Carr’s day was less impressive, allowing five receptions for 43 yards on his seven targets, and also being beaten for a touchdown by a fantastic effort from Santana Moss. In all, four different receivers caught balls against Carr, and RG3’s passer rating throwing at him was 128.6
Spencer Shows Up
The Dallas Cowboys have an impressive pair of OLBs, and though Ware gets all of the press, Anthony Spencer remains one of the league’s more underrated players. He finished this game with a pair of sacks (though one of them came unblocked) and two more hurries, while he stood tall in the run game as well.
In truth Spencer’s specialty is the run game, and he graded well again this outing, making another series of stops to add to his Run Stop Percentage this season of 9.8, currently second among 3-4 OLBs.
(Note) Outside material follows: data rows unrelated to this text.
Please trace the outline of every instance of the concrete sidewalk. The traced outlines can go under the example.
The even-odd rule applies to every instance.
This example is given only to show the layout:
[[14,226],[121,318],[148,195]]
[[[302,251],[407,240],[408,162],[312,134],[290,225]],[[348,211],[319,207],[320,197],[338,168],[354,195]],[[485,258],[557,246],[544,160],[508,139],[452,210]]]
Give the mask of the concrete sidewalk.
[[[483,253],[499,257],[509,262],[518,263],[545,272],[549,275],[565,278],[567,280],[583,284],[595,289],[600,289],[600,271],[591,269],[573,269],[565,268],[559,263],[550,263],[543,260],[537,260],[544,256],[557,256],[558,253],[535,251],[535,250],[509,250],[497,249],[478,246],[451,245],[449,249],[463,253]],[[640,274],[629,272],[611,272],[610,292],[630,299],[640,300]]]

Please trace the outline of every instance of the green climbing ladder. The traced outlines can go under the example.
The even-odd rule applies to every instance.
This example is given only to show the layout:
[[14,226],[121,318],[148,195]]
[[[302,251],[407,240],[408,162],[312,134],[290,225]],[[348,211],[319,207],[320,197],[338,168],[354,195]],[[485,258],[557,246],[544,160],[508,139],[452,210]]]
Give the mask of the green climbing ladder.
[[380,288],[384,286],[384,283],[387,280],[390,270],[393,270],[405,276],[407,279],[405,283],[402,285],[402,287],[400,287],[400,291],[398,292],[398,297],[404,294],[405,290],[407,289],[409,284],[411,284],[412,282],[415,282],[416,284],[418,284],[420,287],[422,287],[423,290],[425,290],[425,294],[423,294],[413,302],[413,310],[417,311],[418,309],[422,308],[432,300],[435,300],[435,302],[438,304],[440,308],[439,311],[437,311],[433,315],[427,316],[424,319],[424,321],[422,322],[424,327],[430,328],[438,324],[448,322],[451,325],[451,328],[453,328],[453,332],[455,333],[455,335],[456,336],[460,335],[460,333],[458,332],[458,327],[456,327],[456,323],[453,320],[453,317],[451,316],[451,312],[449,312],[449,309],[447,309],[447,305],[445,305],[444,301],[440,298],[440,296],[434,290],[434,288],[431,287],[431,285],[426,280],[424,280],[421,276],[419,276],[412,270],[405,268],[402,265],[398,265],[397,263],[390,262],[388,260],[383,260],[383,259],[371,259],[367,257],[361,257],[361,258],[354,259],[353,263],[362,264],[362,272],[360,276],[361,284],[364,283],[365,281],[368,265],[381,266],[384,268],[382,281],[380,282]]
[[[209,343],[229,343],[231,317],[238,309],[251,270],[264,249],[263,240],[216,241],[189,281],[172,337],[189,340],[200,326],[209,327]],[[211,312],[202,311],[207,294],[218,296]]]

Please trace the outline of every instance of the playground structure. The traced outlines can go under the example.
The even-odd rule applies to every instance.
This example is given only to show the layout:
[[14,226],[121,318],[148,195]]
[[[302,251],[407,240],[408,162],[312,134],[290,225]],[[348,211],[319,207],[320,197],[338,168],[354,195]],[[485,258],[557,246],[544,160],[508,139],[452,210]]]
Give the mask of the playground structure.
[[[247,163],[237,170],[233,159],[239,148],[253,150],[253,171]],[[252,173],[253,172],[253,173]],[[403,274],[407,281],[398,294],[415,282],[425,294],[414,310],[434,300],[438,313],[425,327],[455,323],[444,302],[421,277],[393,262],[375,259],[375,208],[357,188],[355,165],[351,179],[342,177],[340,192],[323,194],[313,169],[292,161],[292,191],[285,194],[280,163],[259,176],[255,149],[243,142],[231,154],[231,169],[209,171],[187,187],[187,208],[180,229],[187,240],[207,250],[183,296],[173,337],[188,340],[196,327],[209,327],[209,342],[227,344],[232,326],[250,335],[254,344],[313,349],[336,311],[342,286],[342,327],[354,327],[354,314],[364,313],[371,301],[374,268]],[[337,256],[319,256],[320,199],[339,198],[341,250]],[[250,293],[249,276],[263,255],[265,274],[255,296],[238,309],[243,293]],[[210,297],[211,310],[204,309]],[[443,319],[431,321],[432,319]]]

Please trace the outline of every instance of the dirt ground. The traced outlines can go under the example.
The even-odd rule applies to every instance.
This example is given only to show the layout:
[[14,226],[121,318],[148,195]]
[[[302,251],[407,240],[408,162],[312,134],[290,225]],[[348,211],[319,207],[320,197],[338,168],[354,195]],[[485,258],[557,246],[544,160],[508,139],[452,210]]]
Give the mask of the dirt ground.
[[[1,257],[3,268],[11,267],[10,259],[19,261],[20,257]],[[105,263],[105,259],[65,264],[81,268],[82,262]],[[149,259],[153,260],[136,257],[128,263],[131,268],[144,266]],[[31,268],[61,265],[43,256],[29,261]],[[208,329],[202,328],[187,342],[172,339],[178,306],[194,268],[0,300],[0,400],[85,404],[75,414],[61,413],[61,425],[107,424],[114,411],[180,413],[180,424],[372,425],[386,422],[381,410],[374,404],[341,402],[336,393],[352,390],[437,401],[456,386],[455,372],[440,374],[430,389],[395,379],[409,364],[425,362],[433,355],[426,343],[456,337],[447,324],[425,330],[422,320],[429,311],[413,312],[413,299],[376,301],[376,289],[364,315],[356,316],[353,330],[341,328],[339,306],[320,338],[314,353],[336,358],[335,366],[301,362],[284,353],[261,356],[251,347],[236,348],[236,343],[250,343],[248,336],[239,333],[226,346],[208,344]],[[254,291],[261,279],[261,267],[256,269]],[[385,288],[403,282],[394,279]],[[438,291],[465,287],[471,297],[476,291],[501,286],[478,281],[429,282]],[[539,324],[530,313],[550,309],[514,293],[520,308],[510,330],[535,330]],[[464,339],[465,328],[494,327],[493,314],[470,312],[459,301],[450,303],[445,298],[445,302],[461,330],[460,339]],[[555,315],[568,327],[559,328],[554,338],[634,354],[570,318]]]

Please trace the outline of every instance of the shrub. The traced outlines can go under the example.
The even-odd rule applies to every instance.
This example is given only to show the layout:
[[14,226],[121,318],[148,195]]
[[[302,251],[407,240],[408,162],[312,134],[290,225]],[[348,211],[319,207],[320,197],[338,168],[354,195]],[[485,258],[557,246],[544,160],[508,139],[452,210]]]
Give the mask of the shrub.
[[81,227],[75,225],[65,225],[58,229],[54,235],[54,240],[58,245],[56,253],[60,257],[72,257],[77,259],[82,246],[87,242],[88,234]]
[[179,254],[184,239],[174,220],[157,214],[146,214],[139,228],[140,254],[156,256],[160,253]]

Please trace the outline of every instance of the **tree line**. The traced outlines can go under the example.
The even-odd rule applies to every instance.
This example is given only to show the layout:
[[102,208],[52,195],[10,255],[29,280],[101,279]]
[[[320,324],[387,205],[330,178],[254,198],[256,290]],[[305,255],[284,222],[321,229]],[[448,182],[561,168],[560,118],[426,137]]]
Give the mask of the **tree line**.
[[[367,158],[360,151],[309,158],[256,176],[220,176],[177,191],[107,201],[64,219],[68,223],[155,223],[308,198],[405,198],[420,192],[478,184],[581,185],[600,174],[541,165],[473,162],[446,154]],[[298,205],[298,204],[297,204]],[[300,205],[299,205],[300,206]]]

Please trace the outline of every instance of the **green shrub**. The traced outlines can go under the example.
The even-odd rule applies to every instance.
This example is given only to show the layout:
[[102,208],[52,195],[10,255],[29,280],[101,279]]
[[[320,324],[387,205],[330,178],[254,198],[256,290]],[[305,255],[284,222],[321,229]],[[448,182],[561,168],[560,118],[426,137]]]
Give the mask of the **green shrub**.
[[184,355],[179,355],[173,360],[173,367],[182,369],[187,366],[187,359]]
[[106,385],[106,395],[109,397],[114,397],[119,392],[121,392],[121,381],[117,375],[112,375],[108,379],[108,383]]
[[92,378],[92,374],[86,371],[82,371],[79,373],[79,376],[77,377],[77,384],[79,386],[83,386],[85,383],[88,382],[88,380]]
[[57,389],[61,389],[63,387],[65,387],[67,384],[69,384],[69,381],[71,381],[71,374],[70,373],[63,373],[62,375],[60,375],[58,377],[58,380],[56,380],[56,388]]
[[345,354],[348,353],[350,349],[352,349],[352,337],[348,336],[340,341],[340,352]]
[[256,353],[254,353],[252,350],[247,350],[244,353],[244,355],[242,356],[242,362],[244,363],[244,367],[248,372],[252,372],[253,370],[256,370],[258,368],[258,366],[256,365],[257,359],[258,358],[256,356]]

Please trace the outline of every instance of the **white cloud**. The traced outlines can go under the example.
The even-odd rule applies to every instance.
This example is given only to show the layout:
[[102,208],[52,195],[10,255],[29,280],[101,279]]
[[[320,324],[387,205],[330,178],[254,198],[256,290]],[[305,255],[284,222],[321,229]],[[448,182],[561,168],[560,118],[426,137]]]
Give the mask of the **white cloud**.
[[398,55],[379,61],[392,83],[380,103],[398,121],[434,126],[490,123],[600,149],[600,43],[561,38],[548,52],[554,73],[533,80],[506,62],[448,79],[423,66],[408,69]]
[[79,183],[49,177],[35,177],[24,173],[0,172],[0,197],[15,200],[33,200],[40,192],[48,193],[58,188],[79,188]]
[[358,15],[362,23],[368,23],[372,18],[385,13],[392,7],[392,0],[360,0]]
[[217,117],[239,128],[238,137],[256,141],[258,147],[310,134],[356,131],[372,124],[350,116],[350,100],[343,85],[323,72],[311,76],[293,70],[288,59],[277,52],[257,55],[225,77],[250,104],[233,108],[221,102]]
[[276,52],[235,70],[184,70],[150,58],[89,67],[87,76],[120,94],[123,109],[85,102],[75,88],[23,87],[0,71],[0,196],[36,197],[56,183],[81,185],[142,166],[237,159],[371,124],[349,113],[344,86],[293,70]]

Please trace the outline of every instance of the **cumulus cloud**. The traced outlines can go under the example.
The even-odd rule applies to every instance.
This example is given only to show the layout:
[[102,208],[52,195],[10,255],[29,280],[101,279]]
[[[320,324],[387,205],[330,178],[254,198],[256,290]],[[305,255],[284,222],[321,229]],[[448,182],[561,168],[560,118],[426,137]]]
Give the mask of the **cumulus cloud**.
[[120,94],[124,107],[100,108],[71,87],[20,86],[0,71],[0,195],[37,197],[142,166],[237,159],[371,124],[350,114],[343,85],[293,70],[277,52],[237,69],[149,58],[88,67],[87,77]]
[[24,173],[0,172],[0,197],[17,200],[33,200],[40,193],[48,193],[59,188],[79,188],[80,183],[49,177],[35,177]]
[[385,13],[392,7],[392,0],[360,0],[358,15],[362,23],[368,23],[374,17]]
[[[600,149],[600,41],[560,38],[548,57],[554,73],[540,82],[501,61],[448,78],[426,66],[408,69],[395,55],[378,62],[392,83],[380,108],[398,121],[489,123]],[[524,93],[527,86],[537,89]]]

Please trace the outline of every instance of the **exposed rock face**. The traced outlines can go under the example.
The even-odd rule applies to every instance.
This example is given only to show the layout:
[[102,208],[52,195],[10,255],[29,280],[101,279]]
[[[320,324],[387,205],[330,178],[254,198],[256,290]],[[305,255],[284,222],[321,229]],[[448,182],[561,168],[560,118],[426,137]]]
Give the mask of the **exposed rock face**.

Ware will draw all the attention, but Spencer is capable of big games like this if he isn’t handled well by the offense.
— Pierre Garcon ran just 22 routes, on 29 snaps, but still caught five balls for 93 yards and a TD on seven targets.
— Josh Wilson was targeted heavily by the Cowboys, giving up seven receptions for 166 yards and two touchdowns on 10 targets.
— Of his 62 pass attempts, Tony Romo threw a massive 26 between the numbers within 10 yards of the line of scrimmage.
Several players had outstanding games for Washington and enabled them to come away with this win, but Robert Griffin III tied them all together.